Ivanhoe Mines Reports Q3 2024 Financial and Operational Highlights
Ivanhoe Mines has announced its financial and operational results for the third quarter of 2024, reporting Adjusted EBITDA of $160 million, down from $203 million in the second quarter of 2024. The company, a leading Canadian miner with major projects in Southern Africa, continues to advance its key operations, including the Kamoa-Kakula Copper Complex and the Kipushi zinc-copper-lead-germanium mine.
The Kamoa-Kakula Copper Complex in the Democratic Republic of Congo (DRC) achieved record production of 116,313 tonnes of copper during Q3 2024, contributing to a total of 303,328 tonnes of copper produced year-to-date. In the same quarter, Kamoa-Kakula sold 103,106 tonnes of payable copper, generating record revenue of $828 million and an EBITDA of $470 million. The complex's quarterly cost of sales was $1.80 per pound of payable copper, with a C1 cash cost of $1.69 per pound, which increased due to the ongoing Phase 3 expansion.
The Kamoa-Kakula Phase 3 concentrator reached steady-state production after the end of the quarter, with milling rates regularly exceeding nameplate capacity. In addition, the construction of Africa's largest and greenest copper smelter at Kamoa-Kakula remains on track for completion by the end of this year, which is expected to materially improve profit margins once operational.
Kipushi, the high-grade zinc mine in the DRC, produced 17,817 tonnes of zinc in concentrate during its ramp-up phase in Q3 2024, and the export of concentrates has commenced.
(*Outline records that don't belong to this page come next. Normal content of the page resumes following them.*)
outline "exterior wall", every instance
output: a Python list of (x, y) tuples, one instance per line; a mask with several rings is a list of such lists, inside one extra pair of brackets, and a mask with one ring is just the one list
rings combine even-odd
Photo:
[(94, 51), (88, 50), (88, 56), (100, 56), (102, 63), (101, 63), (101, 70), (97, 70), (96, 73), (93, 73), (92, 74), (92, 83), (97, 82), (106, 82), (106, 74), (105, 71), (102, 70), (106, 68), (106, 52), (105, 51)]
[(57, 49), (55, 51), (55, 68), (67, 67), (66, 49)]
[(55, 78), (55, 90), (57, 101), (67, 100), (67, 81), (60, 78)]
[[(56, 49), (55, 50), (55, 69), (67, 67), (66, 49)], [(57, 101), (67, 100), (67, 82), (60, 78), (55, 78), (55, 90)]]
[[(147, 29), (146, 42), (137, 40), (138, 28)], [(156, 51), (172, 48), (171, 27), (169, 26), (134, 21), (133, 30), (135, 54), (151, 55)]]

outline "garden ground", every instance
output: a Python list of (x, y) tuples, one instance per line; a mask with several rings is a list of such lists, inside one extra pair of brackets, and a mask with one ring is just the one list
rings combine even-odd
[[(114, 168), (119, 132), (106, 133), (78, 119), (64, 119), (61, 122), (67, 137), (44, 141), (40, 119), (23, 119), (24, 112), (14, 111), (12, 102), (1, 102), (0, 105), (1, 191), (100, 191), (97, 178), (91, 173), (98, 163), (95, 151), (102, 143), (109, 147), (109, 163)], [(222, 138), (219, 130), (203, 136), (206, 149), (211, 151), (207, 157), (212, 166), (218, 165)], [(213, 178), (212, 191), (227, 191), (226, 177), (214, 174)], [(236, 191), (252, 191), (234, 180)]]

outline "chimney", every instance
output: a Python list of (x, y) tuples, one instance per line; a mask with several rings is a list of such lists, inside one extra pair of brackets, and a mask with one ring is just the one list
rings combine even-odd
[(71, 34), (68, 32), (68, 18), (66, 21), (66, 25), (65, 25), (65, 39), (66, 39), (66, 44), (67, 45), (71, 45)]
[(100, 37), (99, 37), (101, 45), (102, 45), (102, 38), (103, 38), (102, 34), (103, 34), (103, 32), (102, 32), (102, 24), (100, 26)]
The concentrator at Kipushi is on schedule to achieve nameplate capacity in Q1 2025, with zinc recovery rates already exceeding 90% during the third quarter.
Ivanhoe Mines also reported a profit of $108 million for Q3 2024, consistent with Q3 2023 results. The company’s normalized profit for Q3 2024 stood at $112 million, compared to $95 million in Q3 2023. Ivanhoe maintains a strong balance sheet, with $180 million in cash and cash equivalents as of September 30, 2024, and anticipates strong cash flow from Kamoa-Kakula's operations to cover the remaining capital requirements for the Phase 3 expansion.